Evelo Biosciences Inc. (NASDAQ: EVLO) has reported promising data from the second phase trial studying EDP1815 compared to placebo treatment for moderate and mild psoriasis.

EDP1815 could potentially treat psoriasis 

The study found a statistically significant Psoriasis Area and Severity Index (PASI) score reduction, as measured through the patients’ percentage who improved by at least 50% from baseline after 16 weeks. EDP1815 is an experimental oral biologic in development to treat a variety of inflammatory illnesses, including atopic dermatitis, psoriasis, and COVID-19.

CEO Simba Gill said, “These clinical results represent a significant advancement for those who live with inflammatory disease. This is the first Phase 2 study to demonstrate that we can harness the small intestinal axis to make a clinical impact on patients with an oral product candidate with safety and tolerability data comparable to placebo. Based on these data, we intend to advance EDP1815 towards registration studies in psoriasis. We look forward to discussing our proposed next steps with health and regulatory authorities.”

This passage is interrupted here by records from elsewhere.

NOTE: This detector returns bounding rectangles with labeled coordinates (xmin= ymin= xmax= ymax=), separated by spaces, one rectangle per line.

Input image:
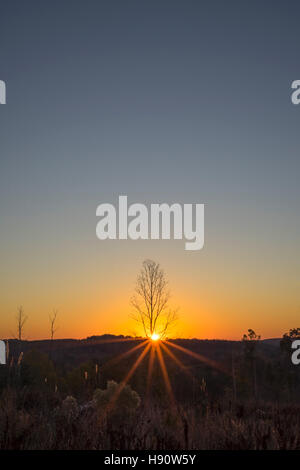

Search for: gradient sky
xmin=0 ymin=0 xmax=300 ymax=339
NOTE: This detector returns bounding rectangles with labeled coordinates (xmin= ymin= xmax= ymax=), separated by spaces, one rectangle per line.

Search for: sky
xmin=0 ymin=0 xmax=300 ymax=339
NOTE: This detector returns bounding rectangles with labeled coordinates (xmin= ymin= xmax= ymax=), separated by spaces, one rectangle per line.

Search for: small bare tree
xmin=131 ymin=260 xmax=177 ymax=338
xmin=16 ymin=306 xmax=28 ymax=341
xmin=49 ymin=310 xmax=58 ymax=341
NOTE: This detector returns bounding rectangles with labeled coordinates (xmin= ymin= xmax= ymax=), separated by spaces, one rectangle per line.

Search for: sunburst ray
xmin=165 ymin=340 xmax=231 ymax=375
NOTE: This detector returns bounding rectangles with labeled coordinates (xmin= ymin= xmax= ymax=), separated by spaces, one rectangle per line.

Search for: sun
xmin=151 ymin=333 xmax=160 ymax=341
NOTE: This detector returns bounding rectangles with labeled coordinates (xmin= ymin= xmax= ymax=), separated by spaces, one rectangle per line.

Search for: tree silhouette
xmin=16 ymin=306 xmax=28 ymax=341
xmin=131 ymin=259 xmax=177 ymax=337
xmin=242 ymin=328 xmax=260 ymax=399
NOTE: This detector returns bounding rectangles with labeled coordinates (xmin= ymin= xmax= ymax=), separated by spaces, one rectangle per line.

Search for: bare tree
xmin=16 ymin=306 xmax=28 ymax=341
xmin=131 ymin=260 xmax=177 ymax=338
xmin=49 ymin=310 xmax=58 ymax=341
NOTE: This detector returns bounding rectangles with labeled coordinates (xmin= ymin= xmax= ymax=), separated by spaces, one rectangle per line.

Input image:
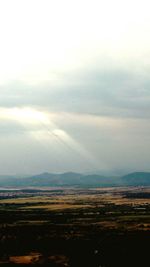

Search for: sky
xmin=0 ymin=0 xmax=150 ymax=174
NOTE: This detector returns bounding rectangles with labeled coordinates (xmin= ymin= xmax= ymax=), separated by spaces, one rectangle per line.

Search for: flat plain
xmin=0 ymin=187 xmax=150 ymax=267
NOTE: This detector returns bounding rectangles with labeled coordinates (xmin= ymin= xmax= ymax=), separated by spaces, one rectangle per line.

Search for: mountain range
xmin=0 ymin=172 xmax=150 ymax=187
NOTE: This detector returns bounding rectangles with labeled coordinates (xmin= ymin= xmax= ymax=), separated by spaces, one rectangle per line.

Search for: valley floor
xmin=0 ymin=187 xmax=150 ymax=267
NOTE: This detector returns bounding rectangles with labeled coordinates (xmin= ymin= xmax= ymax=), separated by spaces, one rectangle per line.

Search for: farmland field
xmin=0 ymin=187 xmax=150 ymax=267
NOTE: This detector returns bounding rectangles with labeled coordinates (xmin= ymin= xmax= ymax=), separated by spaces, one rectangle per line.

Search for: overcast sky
xmin=0 ymin=0 xmax=150 ymax=174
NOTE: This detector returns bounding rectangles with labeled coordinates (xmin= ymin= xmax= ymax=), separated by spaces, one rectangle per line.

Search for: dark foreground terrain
xmin=0 ymin=187 xmax=150 ymax=267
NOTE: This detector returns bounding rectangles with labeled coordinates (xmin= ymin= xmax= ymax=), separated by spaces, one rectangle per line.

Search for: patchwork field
xmin=0 ymin=187 xmax=150 ymax=267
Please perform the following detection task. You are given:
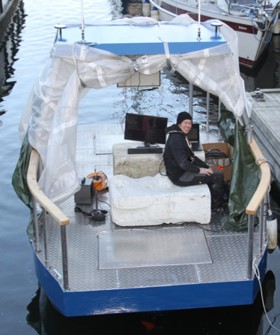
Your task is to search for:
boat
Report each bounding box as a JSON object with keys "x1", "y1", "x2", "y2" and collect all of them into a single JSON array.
[
  {"x1": 248, "y1": 88, "x2": 280, "y2": 189},
  {"x1": 12, "y1": 16, "x2": 277, "y2": 317},
  {"x1": 150, "y1": 0, "x2": 279, "y2": 69}
]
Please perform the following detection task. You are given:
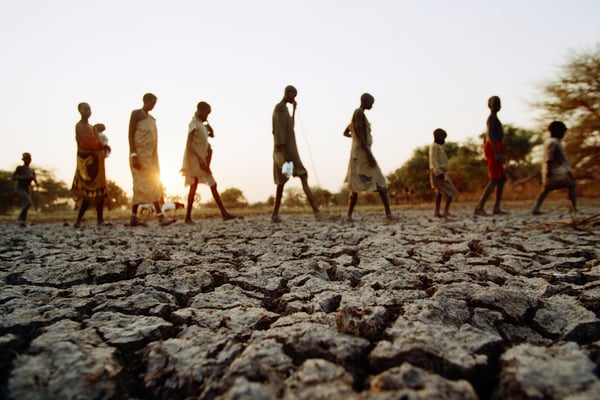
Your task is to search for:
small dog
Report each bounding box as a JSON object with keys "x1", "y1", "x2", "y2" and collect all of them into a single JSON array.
[{"x1": 139, "y1": 201, "x2": 185, "y2": 216}]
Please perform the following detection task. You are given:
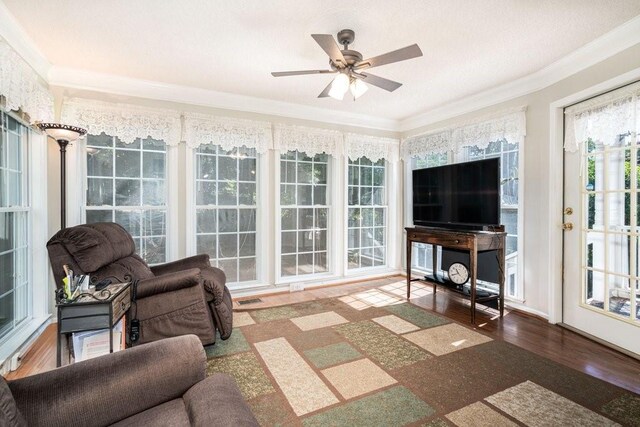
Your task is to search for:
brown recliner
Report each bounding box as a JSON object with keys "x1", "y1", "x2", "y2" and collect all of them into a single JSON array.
[{"x1": 47, "y1": 222, "x2": 233, "y2": 345}]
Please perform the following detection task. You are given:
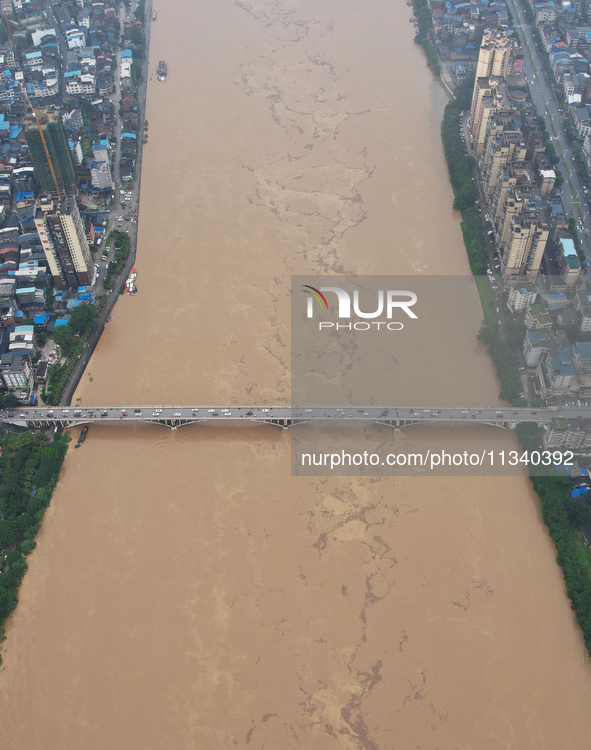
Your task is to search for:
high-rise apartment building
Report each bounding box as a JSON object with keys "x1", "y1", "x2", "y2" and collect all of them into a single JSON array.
[
  {"x1": 476, "y1": 29, "x2": 513, "y2": 80},
  {"x1": 501, "y1": 201, "x2": 549, "y2": 277},
  {"x1": 35, "y1": 196, "x2": 93, "y2": 289},
  {"x1": 24, "y1": 107, "x2": 76, "y2": 196}
]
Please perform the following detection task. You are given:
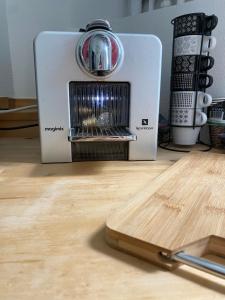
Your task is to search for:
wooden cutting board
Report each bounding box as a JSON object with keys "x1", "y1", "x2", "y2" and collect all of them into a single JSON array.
[{"x1": 106, "y1": 152, "x2": 225, "y2": 269}]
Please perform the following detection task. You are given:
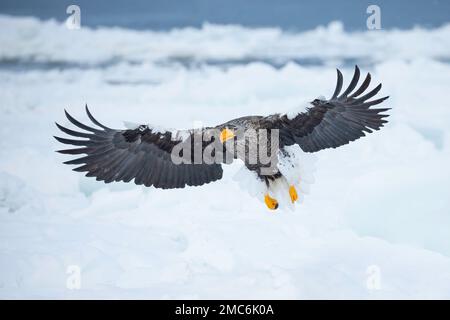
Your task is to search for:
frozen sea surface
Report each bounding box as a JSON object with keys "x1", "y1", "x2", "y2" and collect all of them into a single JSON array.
[{"x1": 0, "y1": 16, "x2": 450, "y2": 299}]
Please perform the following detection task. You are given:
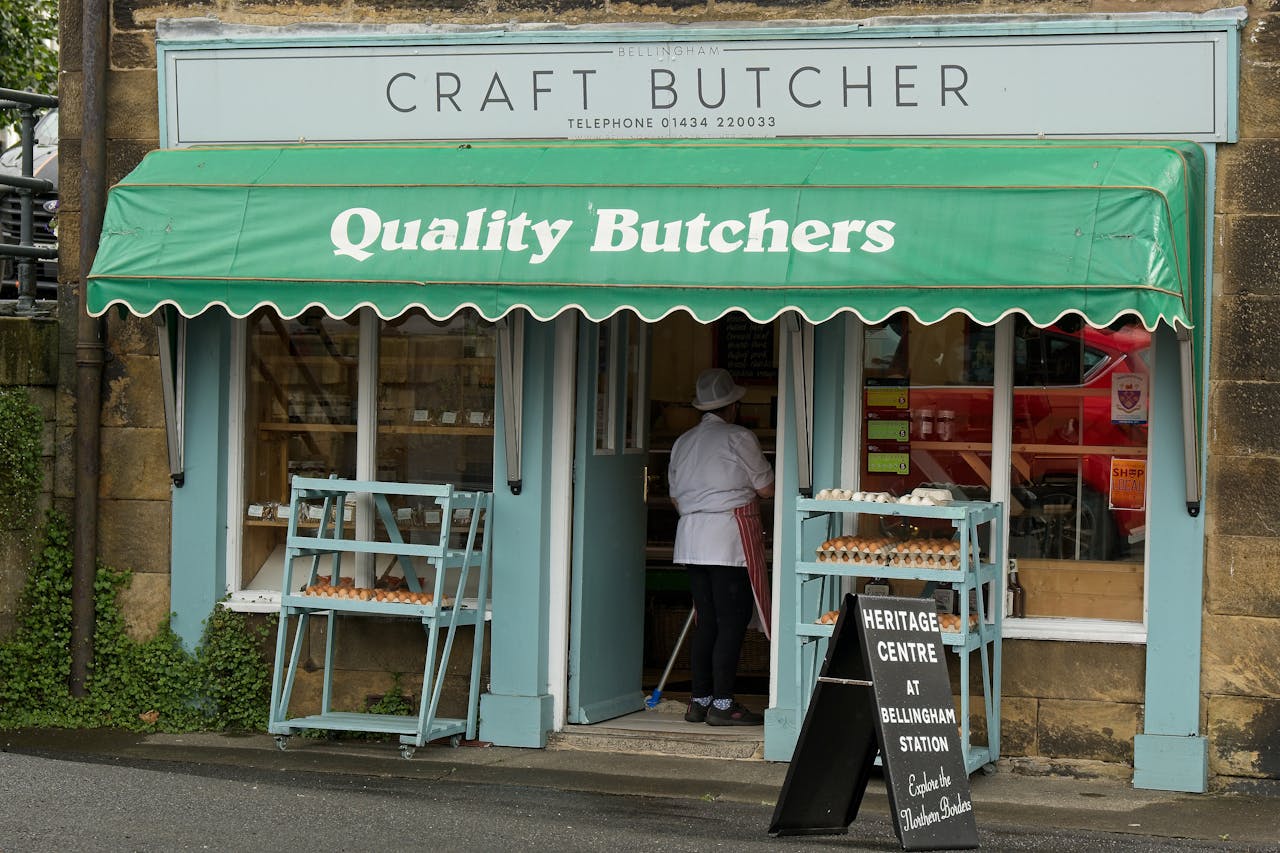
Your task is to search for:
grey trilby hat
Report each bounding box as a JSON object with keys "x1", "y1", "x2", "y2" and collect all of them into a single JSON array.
[{"x1": 694, "y1": 368, "x2": 746, "y2": 411}]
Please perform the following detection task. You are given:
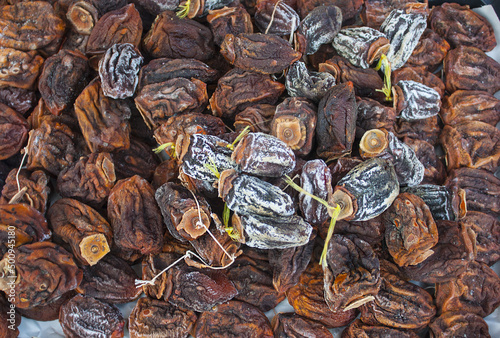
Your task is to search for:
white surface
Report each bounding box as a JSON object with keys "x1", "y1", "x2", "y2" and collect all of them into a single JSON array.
[{"x1": 15, "y1": 5, "x2": 500, "y2": 338}]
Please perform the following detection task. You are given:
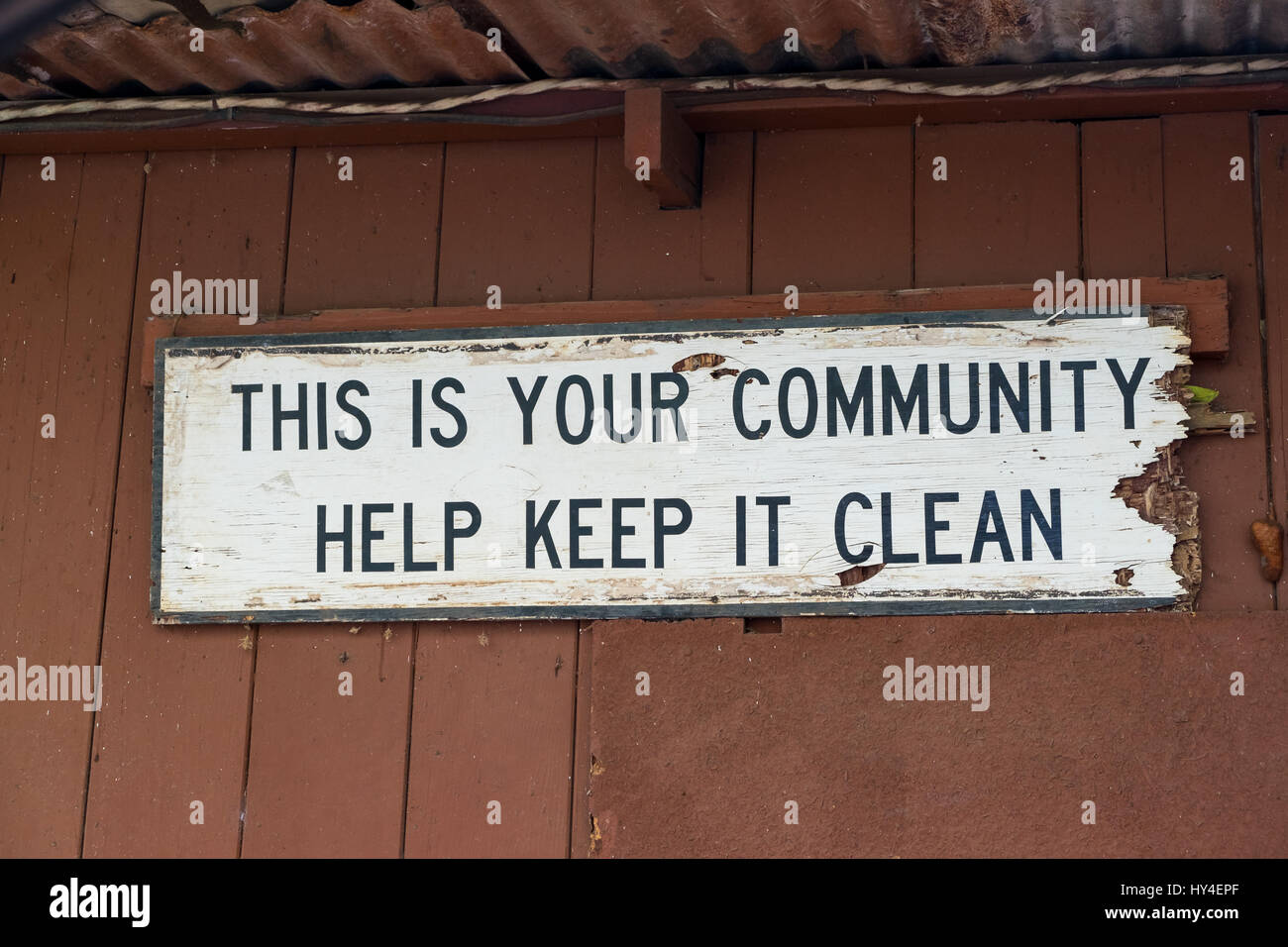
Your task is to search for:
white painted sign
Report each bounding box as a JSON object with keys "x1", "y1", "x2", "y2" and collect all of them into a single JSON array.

Study endpoint was PASI percentage change 

The company assessed both mean changes of PASI scores from responder rates and baseline. The study’s primary endpoint was the average PASI percentage change between treatment arm and placebo, prespecified in Bayesian analysis. The Bayesian approach offers an estimate showing that is the probability of EDP1815 being superior between 80-90% across prespecified cohorts and analyses relative to placebo.

Study investigator Benjamin Ehst said, “I am very encouraged to see this Phase 2 data of EDP1815 in psoriasis. It advances our scientific understanding of how to treat systemic inflammatory diseases and offers the prospect of a truly novel modality of treatment for patients with psoriasis. A drug with the combination of efficacy and safety results as observed here will likely be well received by dermatologists and their patients with mild and moderate disease, who are often faced with limited treatment options.”